The Primacy of Reallocation in Economic Growth
Productivity growth need not happen where the technology is changing
When we consider why countries grow, we often take for granted that it occurs due to improving productivity in the sector which is changing technologically. The Industrial Revolution was a time of great improvements in technology in the industrial sector – steam engines! the spinning jenny! – so it is strange to think that, actually, most productivity growth was coming from agriculture. This pattern repeats itself multiple times throughout history – growth occurred from reallocating unproductive workers from agriculture to industry, but not necessarily through fast growth of the productivity of industry. We should expect that small increases in manufacturing productivity should lead to much larger increases in total productivity.
Let’s say that we are in a two sector economy, consisting of agriculture and manufacturing, which will stand in for everything not agriculture. Land has decreasing returns per person working the land – at least along the relevant scales – as does manufacturing. The efficient solution is that everyone leaves agriculture until they reach the point of constant or increasing returns, but this will not be reached on its own. If a worker would move from agriculture to manufacturing, part of the gain would fall upon his fellow workers, who would see rising wages from being able to work more land. Because of this, an inefficiently low number of workers will move out of agriculture, and wages will be persistently higher in manufacturing. Everyone would benefit from workers being reallocated, but it is privately optimal for no one to move. A productivity shock to manufacturing pushes some people’s benefits to moving above the foregone, and causes them to move. Productivity increases in both sectors, despite technology only improving in one.
The key assumption is that land is being held in common, and it is divided up among other people if someone leaves. If we grant a property right to each person, and assume frictionless markets, then we would reach the efficient solution because each landowner can capture the value of the land when they sell it. The market for land in 1600s England was plainly not frictionless, though. People had very limited access to credit, and even if they did have access to credit, negotiations are costly and need not lead to the efficient outcome. The Myerson-Satterthwaite theorem is quite powerful – the optimal strategy for individuals is often to commit to not making some mutually beneficial trades, so that you can get more of the surplus. This shows up even in seemingly frictionless settings, like bargaining on Ebay.
We could also modify the model by claiming that there is some cost to making the move, and that there are either decreasing returns to manufacturing, which will lower the wage until we reach equilibrium, or the cost to move for an individual is idiosyncratic. In this world, we would predict that the wage in the manufacturing sector is persistently higher than in agriculture, and that policy subsidizing the cost, or removing barriers, is greatly welfare-enhancing.

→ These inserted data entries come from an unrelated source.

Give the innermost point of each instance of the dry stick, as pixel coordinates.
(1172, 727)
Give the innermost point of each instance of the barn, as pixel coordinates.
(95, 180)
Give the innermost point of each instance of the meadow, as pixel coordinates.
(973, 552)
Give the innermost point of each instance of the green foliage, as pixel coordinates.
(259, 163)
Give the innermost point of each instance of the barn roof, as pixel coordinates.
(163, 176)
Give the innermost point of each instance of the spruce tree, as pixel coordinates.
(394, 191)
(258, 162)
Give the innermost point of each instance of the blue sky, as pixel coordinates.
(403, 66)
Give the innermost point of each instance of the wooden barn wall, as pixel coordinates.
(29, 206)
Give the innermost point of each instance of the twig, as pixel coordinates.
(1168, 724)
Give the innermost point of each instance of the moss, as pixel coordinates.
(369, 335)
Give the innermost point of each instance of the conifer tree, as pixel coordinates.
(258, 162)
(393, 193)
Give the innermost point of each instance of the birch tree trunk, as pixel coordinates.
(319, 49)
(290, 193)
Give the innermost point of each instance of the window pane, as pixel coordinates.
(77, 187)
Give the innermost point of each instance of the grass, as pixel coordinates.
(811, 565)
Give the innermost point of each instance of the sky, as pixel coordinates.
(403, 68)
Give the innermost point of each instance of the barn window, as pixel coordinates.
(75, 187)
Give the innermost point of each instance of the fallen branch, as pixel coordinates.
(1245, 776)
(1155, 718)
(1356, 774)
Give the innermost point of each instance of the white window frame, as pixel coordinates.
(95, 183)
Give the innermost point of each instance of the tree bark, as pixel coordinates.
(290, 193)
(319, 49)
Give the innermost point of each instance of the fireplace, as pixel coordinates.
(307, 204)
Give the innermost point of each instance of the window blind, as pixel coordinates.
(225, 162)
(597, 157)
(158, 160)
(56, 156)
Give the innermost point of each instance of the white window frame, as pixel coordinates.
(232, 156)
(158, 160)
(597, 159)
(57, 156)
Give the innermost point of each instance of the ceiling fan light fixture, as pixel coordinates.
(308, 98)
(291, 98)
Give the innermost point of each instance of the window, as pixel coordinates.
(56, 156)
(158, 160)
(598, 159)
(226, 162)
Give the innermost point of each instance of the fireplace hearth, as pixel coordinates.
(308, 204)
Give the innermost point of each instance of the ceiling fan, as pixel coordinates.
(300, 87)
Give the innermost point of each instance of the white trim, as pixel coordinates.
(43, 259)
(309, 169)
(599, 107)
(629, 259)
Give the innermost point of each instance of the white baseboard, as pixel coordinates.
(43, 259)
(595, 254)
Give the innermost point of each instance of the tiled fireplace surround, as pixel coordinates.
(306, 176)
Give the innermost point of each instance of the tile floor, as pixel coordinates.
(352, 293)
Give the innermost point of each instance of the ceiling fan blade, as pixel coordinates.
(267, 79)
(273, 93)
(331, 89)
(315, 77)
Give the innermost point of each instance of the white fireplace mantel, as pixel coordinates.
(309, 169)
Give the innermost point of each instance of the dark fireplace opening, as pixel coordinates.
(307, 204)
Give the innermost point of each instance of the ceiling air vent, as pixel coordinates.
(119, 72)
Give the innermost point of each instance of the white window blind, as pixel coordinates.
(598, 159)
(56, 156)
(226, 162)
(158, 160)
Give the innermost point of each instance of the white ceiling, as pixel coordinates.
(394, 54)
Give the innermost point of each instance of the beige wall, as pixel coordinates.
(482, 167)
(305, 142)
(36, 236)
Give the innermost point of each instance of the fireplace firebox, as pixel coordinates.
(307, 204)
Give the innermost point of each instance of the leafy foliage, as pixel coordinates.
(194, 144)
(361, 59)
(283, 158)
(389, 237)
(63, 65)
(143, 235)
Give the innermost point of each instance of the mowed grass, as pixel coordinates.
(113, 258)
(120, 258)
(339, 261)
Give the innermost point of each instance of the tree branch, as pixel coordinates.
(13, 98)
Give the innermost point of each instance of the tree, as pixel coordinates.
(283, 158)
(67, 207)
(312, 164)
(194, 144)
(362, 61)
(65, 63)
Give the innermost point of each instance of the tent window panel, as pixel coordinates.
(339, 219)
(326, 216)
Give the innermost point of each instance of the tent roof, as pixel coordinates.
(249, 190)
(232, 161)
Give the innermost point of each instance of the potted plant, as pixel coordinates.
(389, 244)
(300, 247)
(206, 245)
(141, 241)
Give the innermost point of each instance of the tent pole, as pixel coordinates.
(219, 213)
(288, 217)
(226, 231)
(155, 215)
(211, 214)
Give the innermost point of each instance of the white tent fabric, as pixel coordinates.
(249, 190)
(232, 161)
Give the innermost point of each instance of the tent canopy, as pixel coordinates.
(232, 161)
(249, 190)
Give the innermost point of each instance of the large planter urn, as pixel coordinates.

The gains from reallocation can be massive. Restuccia, Yang, and Zhu (2008) write: “In 1985, the average gross domestic product (GDP) per worker in the richest 5% of the countries in the world is 34 times that of the poorest 5%. This is an enormous difference in aggregate productivity. However, the labor productivity difference in agriculture is even larger: GDP per worker of the richest countries is 78 times that of the poorest countries. In contrast, the difference in GDP per worker in non-agriculture is a factor of 5. Despite very low productivity in agriculture, the poorest countries allocate 86% of their employment to this sector, as compared to only 4% in the richest countries.” So, let’s see how reallocation led to economic growth in the past.
The Industrial Revolution in Britain has surprisingly low levels of total factor productivity growth, especially after adjusting for the increase in hours worked. (As people got more possible trade goods, they began to work more hours. In my personal opinion, it is underrated how much of economic growth is due to gaining access to new goods, rather than from making goods cheaper. I think it goes some way in explaining why we still work so much, along with jobs becoming increasingly pleasant. But enough of speculation, back to economic history!)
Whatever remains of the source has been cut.